Speech in Daneel

Speech is one of the few features where the same user action maps to three genuinely different trade-offs. Reading a reply aloud can stay entirely on your device, or it can stream text to a cloud service for better prosody, or it can land somewhere in between with OS-provided voices. Daneel exposes that choice honestly rather than picking for you.

This page explains the spectrum, why Kokoro gets to be the privacy-first option, and a few engineering decisions that shape how speech actually feels in use.

The provider spectrum

Every text-to-speech provider in Daneel carries a privacy profile describing where your text goes. Two fields matter: leavesProcess (does the text cross the browser sandbox?) and leavesMachine (does it leave your device?).

Provider	leaves process	leaves machine	Observer
Kokoro 82M	no	no	none
System voices (local)	yes	no	browser vendor
System voices (Google cloud)	yes	yes	browser vendor

Kokoro is the only option where no component outside Daneel ever sees your text. System voices go through the browser’s Speech Synthesis engine, which is part of the OS but not Daneel. Google cloud voices genuinely leave your machine for richer prosody. The three steps are intentional, and they are visible in the settings panel as privacy pills.

For the parallel spectrum applied to speech recognition, see the provider table in Speech Reference. The short version: the browser recognizer streams to Google today; the coming Moonshine provider will close that gap with a local model.

Why Kokoro is fp32 on WebGPU

Kokoro’s ONNX weights ship in several quantizations: fp32 (~326 MB), fp16 (~165 MB), q8 (~80 MB), and a few others. The instinct is to pick the smallest to minimize download. For WebGPU, the instinct is wrong.

Quantized ONNX models on WebGPU rely on dequantization ops that, as of writing, have no WebGPU kernel. ONNX Runtime quietly assigns those ops to CPU, which bounces tensors across the CPU/GPU boundary on every forward pass. The result is synthesis latency measured in tens of seconds for what should take one.

Daneel uses fp32 on WebGPU because pure fp32 inference has no such ops and runs entirely on the GPU. The download is larger, the download is a one-time cost, and the runtime is 3 to 5 times faster. The kokoro-js library’s README recommends the same combination. When a faster quantization is a good match, it is a good match for WASM (CPU) execution, not for WebGPU.

If your hardware does not support WebGPU, Daneel falls back to the System voices provider. Kokoro is not a viable option on WASM-only devices today.

Host-owned audio and gapless playback

A user-visible detail that only exists because of a specific architecture: audio keeps playing when you switch tabs.

The AudioContext that plays Kokoro’s PCM is owned by Daneel’s background host page, not by the tab you are browsing. When Kokoro produces a chunk of audio, the PCM is posted from the worker to the host page. The host page’s AudioContext schedules the buffer on the WebAudio timeline at a specific absolute time, computed as max(currentTime, end_of_previous_chunk). The hardware audio driver executes the schedule; reordering is physically impossible once a chunk is committed.

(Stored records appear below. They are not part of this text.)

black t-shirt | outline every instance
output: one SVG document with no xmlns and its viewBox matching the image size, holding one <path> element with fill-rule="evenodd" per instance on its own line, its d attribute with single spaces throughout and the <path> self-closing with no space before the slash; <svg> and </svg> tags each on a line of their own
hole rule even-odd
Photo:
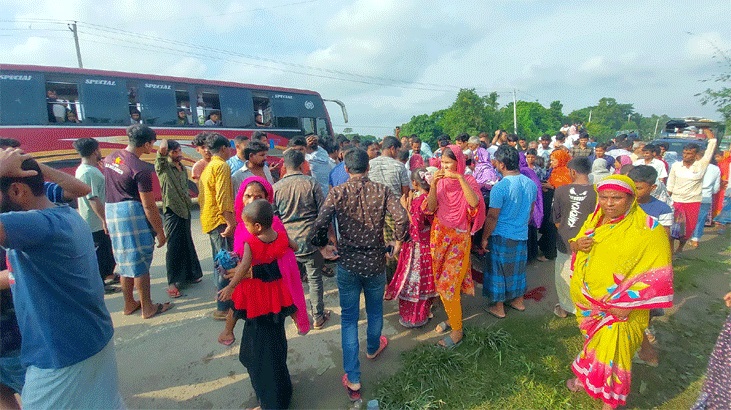
<svg viewBox="0 0 731 410">
<path fill-rule="evenodd" d="M 578 235 L 581 225 L 596 208 L 596 191 L 591 184 L 569 184 L 556 188 L 553 195 L 551 214 L 553 222 L 559 224 L 560 240 L 556 248 L 561 253 L 570 253 L 569 239 Z"/>
</svg>

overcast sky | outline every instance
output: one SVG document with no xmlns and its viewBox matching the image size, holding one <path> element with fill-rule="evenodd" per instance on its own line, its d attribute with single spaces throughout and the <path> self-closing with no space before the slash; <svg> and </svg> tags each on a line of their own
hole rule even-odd
<svg viewBox="0 0 731 410">
<path fill-rule="evenodd" d="M 701 6 L 702 4 L 702 6 Z M 731 50 L 731 1 L 0 0 L 0 62 L 312 89 L 335 131 L 390 134 L 459 88 L 553 100 L 601 97 L 644 115 L 719 118 L 694 94 Z M 49 19 L 39 22 L 38 19 Z M 164 41 L 160 40 L 164 39 Z M 729 67 L 725 67 L 727 70 Z"/>
</svg>

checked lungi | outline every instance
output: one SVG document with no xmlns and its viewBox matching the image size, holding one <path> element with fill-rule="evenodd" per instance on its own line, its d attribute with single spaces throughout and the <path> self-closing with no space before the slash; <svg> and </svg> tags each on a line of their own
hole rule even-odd
<svg viewBox="0 0 731 410">
<path fill-rule="evenodd" d="M 482 293 L 491 302 L 507 302 L 523 296 L 526 287 L 528 241 L 516 241 L 500 235 L 490 237 L 492 264 L 485 272 Z"/>
<path fill-rule="evenodd" d="M 147 221 L 142 203 L 108 203 L 105 210 L 119 274 L 126 278 L 136 278 L 149 273 L 152 253 L 155 250 L 155 232 Z"/>
</svg>

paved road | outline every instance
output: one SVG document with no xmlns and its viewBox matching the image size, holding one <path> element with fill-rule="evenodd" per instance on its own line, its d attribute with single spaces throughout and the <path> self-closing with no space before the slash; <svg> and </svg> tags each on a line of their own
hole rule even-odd
<svg viewBox="0 0 731 410">
<path fill-rule="evenodd" d="M 211 319 L 215 309 L 215 285 L 211 271 L 208 236 L 200 232 L 198 214 L 193 221 L 193 238 L 204 270 L 200 284 L 185 289 L 169 312 L 150 320 L 124 316 L 121 294 L 106 297 L 114 320 L 114 343 L 120 371 L 120 389 L 130 408 L 242 408 L 253 407 L 253 390 L 246 369 L 238 361 L 238 340 L 231 347 L 217 343 L 223 322 Z M 165 248 L 157 249 L 152 262 L 152 298 L 169 300 L 165 292 Z M 546 314 L 556 303 L 553 291 L 553 264 L 537 263 L 528 268 L 528 288 L 545 286 L 540 302 L 527 301 L 525 314 Z M 298 336 L 288 320 L 289 370 L 294 384 L 292 408 L 347 408 L 349 401 L 340 385 L 340 308 L 334 278 L 325 278 L 325 306 L 333 311 L 327 326 Z M 465 323 L 476 325 L 496 319 L 482 309 L 484 299 L 464 297 Z M 306 289 L 305 289 L 305 294 Z M 398 368 L 400 353 L 420 343 L 436 343 L 433 327 L 445 318 L 435 312 L 433 323 L 423 329 L 406 330 L 398 324 L 398 304 L 384 302 L 384 334 L 391 344 L 376 360 L 361 353 L 364 403 L 373 398 L 375 382 Z M 362 306 L 363 308 L 363 306 Z M 514 311 L 509 315 L 520 315 Z M 365 318 L 362 310 L 361 318 Z M 509 320 L 509 319 L 508 319 Z M 243 324 L 236 329 L 237 338 Z M 365 349 L 365 320 L 361 321 L 361 350 Z"/>
</svg>

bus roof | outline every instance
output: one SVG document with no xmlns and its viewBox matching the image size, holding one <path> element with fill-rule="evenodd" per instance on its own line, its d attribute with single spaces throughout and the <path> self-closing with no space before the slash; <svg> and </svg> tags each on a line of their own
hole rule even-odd
<svg viewBox="0 0 731 410">
<path fill-rule="evenodd" d="M 91 69 L 87 69 L 87 68 L 0 64 L 0 71 L 2 71 L 2 70 L 37 71 L 37 72 L 43 72 L 43 73 L 63 73 L 63 74 L 83 74 L 83 75 L 126 77 L 126 78 L 135 78 L 135 79 L 139 79 L 139 80 L 167 81 L 167 82 L 173 82 L 173 83 L 193 83 L 193 84 L 210 85 L 210 86 L 218 86 L 218 87 L 243 87 L 243 88 L 250 88 L 250 89 L 262 90 L 262 91 L 283 91 L 283 92 L 311 94 L 311 95 L 320 96 L 320 93 L 318 93 L 316 91 L 301 90 L 301 89 L 296 89 L 296 88 L 272 87 L 272 86 L 267 86 L 267 85 L 236 83 L 233 81 L 213 81 L 213 80 L 202 80 L 202 79 L 197 79 L 197 78 L 173 77 L 173 76 L 163 76 L 163 75 L 154 75 L 154 74 L 136 74 L 136 73 L 126 73 L 123 71 L 91 70 Z"/>
</svg>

One consequence is that synthesis can run ahead of playback without introducing gaps. Daneel pipelines chunk N+1’s synthesis while chunk N plays, with a backpressure limit of one chunk ahead. Another consequence is that navigating away from the tab where you started playback does not interrupt the audio. The AudioContext survives the tab switch.

Strict preemption between messages

When you click Play on message A and, partway through, click Play on message B, you expect A to stop cleanly and B to start. No overlap, no lingering last sentence of A.

The implementation is mechanical rather than clever. Every new TTS request at the host first aborts every prior in-flight request and calls reset() on the playback queue. Only then does it register itself. The “latest wins” semantics are enforced at the host boundary, not negotiated between widget and host over a cancel round-trip.

An earlier iteration of this feature relied on the widget sending a tts-cancel before the new tts-synthesize, with host-side handling that assumed they arrived in order. They did not always, which produced an audible bug where message A finished reading while B was already halfway through. Moving the preemption to unconditional host-side abort removed the race.

Why the sanitizer and chunker are boring

Kokoro’s style vector, which controls prosody, is offset into a voice tensor using the token length of the input. Very short inputs (a bare title, an eight-word heading) pick a low-offset region of the tensor where the prosody is unstable and can mangle or repeat the phrase. Slightly longer inputs pick the stable middle region.

The chunker has a boring job: take a markdown message, strip formatting, split on paragraph and sentence boundaries, and emit chunks in a bounded character range. One non-obvious detail is that when the first chunk is tiny (a heading preceding a paragraph), it gets forward-merged into the next chunk even if the combined length exceeds the soft target, up to a hard ceiling. This protects Kokoro from the unstable-prosody region.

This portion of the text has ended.